Dans notre série de lettres de journalistes africains, l'écrivaine Adaobi Tricia Nwaubani examine ce que les Nigérians ont fait des dernières révélations du duc et de la duchesse de Sussex, notamment la rencontre du prince Harry avec un léopard.
Les Nigérians doivent actuellement faire face à de nombreux problèmes majeurs, tels que les mystérieuses pénuries de carburant, l'insécurité omniprésente et les élections présidentielles imminentes.
Néanmoins, les conversations sincères sur le prince Harry et son épouse Meghan suite à leur documentaire Netflix et à la publication de Spare, les mémoires du fils cadet du monarque britannique, se poursuivent même dans les groupes WhatsApp de nos mères et de nos tantes - le signe ultime de la popularité d'un sujet dans le pays.
S'il est possible que de nombreux Nigérians aient regardé le documentaire et lu le livre, je n'en connais aucun. Pourtant, le flux des titres a été largement discuté dans cette ancienne colonie britannique.
Ma mère, qui lit rarement les journaux britanniques, semble avoir plus de détails sur la saga que moi - et beaucoup d'autres prétendues informations privilégiées. Les groupes WhatsApp nigérians sont un vivier notoire de fausses nouvelles et d'informations farfelues.
D'après les titres que nous avons vus jusqu'à présent, l'Afrique est apparue à plusieurs reprises dans l'histoire de Harry et Meghan.
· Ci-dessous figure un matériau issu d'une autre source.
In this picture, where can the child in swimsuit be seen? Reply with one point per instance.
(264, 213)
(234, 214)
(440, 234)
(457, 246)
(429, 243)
Le couple a parlé avec amour à Netflix de leur nounou zimbabwéenne et de la façon dont ils l'ont autorisée à porter leur fils Archie sur son dos, en l'attachant avec un tissu, ce qui est courant dans de nombreux pays africains.
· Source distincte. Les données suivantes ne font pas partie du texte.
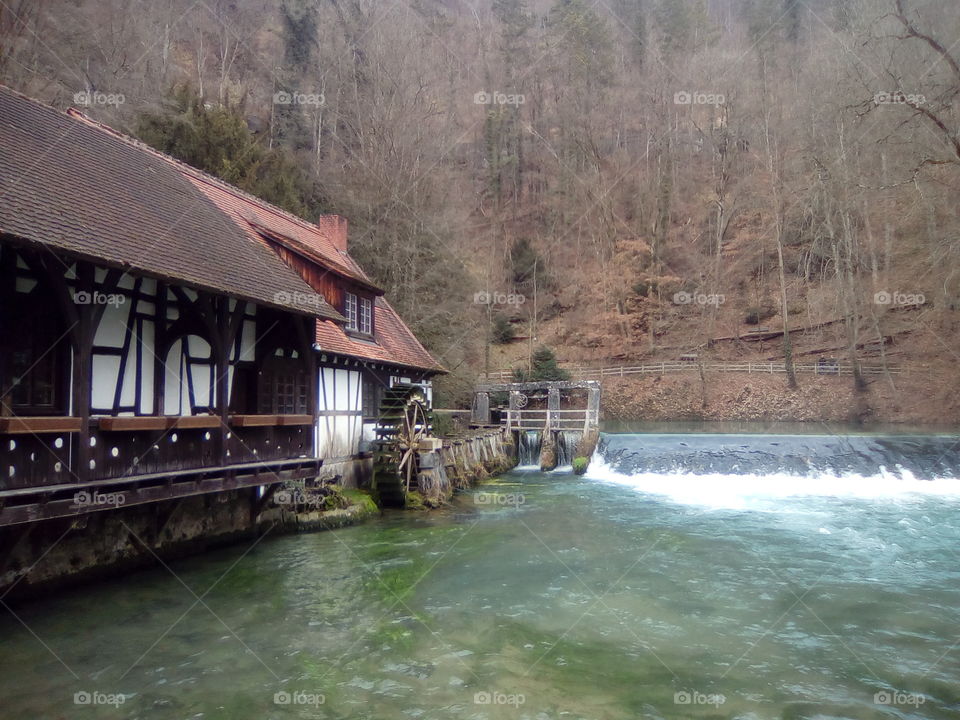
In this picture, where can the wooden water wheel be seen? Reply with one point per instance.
(404, 420)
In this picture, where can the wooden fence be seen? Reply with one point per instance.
(670, 366)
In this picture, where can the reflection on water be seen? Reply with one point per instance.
(543, 596)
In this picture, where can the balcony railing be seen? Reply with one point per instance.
(38, 452)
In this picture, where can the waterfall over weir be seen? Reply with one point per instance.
(531, 445)
(531, 442)
(567, 446)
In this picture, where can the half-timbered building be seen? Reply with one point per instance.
(164, 335)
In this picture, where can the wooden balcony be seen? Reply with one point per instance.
(147, 458)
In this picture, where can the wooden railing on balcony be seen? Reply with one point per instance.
(40, 452)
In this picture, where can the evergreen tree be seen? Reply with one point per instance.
(543, 366)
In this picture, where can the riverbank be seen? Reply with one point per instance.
(655, 594)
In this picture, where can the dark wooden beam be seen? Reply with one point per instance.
(53, 507)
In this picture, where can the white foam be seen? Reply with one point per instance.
(766, 492)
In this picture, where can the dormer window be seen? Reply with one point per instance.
(366, 316)
(351, 312)
(359, 314)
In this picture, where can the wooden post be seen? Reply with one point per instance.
(8, 266)
(481, 409)
(553, 404)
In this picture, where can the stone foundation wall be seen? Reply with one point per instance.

Harry a révélé dans le documentaire qu'ils voulaient s'installer en Afrique du Sud, mais qu'ils ont abandonné ce projet après une fuite dans les médias.
Le prince s'est particulièrement impliqué au Lesotho, qui est entouré par l'Afrique du Sud et où il s'est rendu pour la première fois à l'âge de 19 ans et a continué à s'y rendre régulièrement - devenant ainsi ami avec le prince Seeiso.
Ensemble, ils ont créé une association caritative en 2006 pour aider les enfants vulnérables, notamment ceux touchés par l'épidémie de VIH.
"Le Lesotho m'a donné l'espace et la liberté de respirer, de vivre et de m'épanouir. J'ai une deuxième famille là-bas et un groupe d'amis qui m'ont littéralement élevé", a-t-il confié à Netflix.
Le prince Harry et Meghan Markle : Ils publient la première photo de leur fille Lilibet
Dans son livre, il décrit également un différend ultérieur avec son frère aîné William sur la question de savoir qui doit posséder le dossier de l'association caritative Africa.
Ils sont tous deux passionnés par la conservation de la nature sur le continent et le prince William est le parrain de l'organisation caritative pour la faune sauvage Tusk Trust.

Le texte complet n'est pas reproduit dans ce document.